Maybe I was feeling insecure, but I got the feeling I was not what he’d expected. Maybe someone taller?
Whatever, I didn’t need to be a mind reader to know I’d most likely failed whatever exam Nathan had just aced.
“Statistics prove you’re safer in a plane than driving in traffic,” Corn-fed said. “You’re a lot more likely to be roadkill than ground jam.”
I stared without love at Mr. Corn-Fed-on-Steroids. His full name, if it was to be believed, was Harvey Rabbit, but Ledger called him Bunny.

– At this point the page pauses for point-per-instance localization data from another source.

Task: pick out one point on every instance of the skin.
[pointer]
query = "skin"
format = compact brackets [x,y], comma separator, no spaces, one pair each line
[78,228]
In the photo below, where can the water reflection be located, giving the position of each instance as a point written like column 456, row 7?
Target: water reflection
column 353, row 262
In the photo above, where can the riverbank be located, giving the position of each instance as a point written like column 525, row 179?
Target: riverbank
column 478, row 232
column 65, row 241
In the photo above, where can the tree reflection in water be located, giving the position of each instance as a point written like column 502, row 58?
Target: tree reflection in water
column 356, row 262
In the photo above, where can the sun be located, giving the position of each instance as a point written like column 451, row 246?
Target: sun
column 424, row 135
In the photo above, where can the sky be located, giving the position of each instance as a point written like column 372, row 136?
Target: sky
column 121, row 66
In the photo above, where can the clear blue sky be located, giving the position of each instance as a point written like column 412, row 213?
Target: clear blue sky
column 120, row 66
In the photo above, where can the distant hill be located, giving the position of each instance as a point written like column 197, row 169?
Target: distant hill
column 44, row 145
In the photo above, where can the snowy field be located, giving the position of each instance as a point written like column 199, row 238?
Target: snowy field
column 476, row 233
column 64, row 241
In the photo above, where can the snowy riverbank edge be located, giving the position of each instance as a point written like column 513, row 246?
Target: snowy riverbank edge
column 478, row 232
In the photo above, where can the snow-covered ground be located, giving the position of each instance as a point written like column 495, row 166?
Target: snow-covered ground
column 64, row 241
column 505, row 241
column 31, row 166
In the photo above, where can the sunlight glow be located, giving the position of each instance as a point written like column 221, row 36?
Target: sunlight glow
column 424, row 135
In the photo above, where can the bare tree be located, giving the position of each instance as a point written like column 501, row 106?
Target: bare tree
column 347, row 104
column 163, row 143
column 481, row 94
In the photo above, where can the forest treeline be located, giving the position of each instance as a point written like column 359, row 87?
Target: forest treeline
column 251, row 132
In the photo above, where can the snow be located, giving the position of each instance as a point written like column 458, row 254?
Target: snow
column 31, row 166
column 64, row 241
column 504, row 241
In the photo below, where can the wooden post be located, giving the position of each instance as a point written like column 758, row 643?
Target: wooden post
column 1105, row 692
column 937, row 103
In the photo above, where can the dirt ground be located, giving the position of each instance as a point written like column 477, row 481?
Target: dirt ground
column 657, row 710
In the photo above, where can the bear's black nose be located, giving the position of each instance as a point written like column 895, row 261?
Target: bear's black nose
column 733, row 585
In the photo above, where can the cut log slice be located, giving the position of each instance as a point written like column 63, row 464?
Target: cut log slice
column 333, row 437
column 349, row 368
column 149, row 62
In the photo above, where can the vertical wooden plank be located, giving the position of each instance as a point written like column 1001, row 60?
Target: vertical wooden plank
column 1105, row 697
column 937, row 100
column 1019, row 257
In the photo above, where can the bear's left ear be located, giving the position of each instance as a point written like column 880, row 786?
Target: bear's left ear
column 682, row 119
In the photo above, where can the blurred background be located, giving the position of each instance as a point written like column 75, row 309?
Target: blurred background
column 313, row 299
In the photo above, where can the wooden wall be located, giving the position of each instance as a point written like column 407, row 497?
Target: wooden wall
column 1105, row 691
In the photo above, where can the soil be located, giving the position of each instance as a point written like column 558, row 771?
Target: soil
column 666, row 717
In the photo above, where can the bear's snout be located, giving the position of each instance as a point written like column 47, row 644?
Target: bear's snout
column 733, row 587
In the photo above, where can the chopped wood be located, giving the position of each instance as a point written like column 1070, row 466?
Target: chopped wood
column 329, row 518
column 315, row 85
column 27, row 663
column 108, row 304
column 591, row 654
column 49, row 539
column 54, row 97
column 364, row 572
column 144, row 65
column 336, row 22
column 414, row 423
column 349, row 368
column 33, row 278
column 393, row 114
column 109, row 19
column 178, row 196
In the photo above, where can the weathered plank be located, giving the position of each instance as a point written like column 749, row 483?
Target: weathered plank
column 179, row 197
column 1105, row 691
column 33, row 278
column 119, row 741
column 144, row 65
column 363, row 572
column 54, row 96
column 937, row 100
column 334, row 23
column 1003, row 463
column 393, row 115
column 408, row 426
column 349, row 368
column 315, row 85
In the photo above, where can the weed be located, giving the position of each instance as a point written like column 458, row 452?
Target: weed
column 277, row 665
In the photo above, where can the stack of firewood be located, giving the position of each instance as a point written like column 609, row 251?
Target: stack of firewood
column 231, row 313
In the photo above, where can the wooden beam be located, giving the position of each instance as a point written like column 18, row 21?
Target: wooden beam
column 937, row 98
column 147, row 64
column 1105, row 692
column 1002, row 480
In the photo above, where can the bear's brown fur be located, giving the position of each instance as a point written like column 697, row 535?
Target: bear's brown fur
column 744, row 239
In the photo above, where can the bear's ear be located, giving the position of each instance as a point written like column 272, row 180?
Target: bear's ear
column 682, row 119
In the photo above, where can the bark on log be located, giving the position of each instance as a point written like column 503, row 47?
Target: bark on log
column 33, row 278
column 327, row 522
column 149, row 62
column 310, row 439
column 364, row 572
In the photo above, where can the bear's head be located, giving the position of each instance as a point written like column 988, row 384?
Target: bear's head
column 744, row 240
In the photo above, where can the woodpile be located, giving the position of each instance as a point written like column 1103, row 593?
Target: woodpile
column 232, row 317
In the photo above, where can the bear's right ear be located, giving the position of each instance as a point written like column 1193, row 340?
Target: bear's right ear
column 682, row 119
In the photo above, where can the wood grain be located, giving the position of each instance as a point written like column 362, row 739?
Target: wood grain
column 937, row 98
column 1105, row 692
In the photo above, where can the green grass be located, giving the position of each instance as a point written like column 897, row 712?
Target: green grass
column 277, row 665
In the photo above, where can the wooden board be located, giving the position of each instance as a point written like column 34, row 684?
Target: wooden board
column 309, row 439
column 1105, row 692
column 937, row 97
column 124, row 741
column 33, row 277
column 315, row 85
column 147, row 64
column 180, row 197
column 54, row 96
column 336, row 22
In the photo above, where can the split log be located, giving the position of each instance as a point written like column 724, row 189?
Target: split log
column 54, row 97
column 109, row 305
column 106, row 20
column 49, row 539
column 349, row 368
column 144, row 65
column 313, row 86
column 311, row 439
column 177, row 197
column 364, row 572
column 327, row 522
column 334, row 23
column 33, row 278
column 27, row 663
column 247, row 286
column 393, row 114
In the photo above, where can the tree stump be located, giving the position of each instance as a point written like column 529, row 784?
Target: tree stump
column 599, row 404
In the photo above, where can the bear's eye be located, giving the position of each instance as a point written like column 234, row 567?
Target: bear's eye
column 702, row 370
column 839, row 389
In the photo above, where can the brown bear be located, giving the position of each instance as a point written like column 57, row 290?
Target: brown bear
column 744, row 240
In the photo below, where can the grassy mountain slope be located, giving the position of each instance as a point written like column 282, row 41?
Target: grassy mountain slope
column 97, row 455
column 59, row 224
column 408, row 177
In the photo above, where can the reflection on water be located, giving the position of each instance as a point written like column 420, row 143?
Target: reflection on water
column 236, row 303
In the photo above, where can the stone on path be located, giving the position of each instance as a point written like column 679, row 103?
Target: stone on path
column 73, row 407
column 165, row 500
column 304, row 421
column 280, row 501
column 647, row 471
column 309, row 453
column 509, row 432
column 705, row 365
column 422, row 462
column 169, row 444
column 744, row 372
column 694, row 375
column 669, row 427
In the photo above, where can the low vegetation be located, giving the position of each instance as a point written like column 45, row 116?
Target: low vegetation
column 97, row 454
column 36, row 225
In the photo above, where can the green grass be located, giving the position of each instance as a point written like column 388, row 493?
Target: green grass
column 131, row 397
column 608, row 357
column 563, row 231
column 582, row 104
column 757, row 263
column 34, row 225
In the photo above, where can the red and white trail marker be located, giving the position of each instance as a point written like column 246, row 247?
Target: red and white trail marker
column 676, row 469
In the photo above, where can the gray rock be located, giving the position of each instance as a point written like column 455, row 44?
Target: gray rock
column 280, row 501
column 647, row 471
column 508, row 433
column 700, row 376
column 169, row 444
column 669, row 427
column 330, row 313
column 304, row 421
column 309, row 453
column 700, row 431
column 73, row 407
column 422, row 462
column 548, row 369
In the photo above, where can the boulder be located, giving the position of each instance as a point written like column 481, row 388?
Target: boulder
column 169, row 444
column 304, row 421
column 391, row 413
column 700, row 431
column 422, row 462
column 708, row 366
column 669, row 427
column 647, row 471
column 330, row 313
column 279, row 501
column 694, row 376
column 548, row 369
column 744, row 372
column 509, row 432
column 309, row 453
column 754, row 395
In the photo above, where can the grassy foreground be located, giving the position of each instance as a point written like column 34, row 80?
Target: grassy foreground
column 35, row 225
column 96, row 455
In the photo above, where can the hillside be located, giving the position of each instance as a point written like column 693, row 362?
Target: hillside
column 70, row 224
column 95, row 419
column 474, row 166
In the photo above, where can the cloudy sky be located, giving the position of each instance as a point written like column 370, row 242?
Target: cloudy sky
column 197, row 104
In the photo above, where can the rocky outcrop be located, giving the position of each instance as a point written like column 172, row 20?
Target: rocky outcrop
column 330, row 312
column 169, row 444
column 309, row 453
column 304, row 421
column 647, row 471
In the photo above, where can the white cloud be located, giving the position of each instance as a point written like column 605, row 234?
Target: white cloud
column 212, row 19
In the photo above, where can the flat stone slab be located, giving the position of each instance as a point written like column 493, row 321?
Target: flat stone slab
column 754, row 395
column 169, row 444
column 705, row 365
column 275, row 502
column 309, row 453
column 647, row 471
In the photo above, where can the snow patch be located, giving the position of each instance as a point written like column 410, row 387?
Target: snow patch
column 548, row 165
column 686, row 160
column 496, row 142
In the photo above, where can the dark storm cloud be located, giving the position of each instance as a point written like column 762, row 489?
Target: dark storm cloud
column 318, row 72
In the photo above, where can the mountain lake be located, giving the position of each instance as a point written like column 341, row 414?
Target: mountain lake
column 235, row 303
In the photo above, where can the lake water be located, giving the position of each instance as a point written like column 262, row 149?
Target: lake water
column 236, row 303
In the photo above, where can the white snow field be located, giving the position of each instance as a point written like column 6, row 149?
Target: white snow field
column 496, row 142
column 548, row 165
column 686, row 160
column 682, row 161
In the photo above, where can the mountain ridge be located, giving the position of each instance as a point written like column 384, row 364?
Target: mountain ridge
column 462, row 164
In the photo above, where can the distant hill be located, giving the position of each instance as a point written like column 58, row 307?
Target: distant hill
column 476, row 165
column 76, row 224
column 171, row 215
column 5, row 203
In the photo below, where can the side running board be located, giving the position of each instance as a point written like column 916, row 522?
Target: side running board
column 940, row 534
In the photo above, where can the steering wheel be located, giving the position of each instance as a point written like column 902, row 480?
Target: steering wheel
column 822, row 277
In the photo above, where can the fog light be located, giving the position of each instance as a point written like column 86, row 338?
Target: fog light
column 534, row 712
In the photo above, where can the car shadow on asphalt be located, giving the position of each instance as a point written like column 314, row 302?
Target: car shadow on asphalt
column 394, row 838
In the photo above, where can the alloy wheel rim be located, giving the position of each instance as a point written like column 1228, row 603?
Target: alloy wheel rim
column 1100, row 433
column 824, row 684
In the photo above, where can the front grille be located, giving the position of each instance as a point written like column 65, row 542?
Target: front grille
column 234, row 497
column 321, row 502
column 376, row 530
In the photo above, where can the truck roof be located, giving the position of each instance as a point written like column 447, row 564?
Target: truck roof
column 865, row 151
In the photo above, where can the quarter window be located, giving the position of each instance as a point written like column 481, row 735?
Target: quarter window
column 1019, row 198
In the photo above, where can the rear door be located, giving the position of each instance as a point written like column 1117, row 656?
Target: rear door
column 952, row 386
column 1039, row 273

“Aren’t you supposed to be invisible?”
Bunny just grinned at me. He and Ledger sat across from me and Nathan in two of the plane’s four passenger rows. Jack had modified the interior so the front and third rows were reversed to face the second and fourth rows, making conversation easier. It also made it a lot harder to ignore one’s fellow passengers.
Thanks a lot, Jack.
To be fair, once Jack realized how deeply I hated flying, he had done his best to reassure me how safe I’d be in his beloved Porter by inundating me with statistics. Factoids involving takeoff and landing performance, payloads, airfoil, and other stuff that rattled around in my head like marbles in an empty can. I paid as much attention as I could, especially in regard to the location of a very tiny bathroom at the back of the plane.
At this point, all I cared about was that the Porter would get us safely from San Diego to Costa Rica and then back again ASAP. The shorter my in-flight incarceration with Joe Ledger and his man-mountain sidekick, the better. They made me feel totally incompetent — and kind of girly — just by their existence.
“So,” I said, desperate to talk about something other than road jam, “other than friends in nose-bleedingly high places, is there a good reason this kid rates such kick-ass escorts?”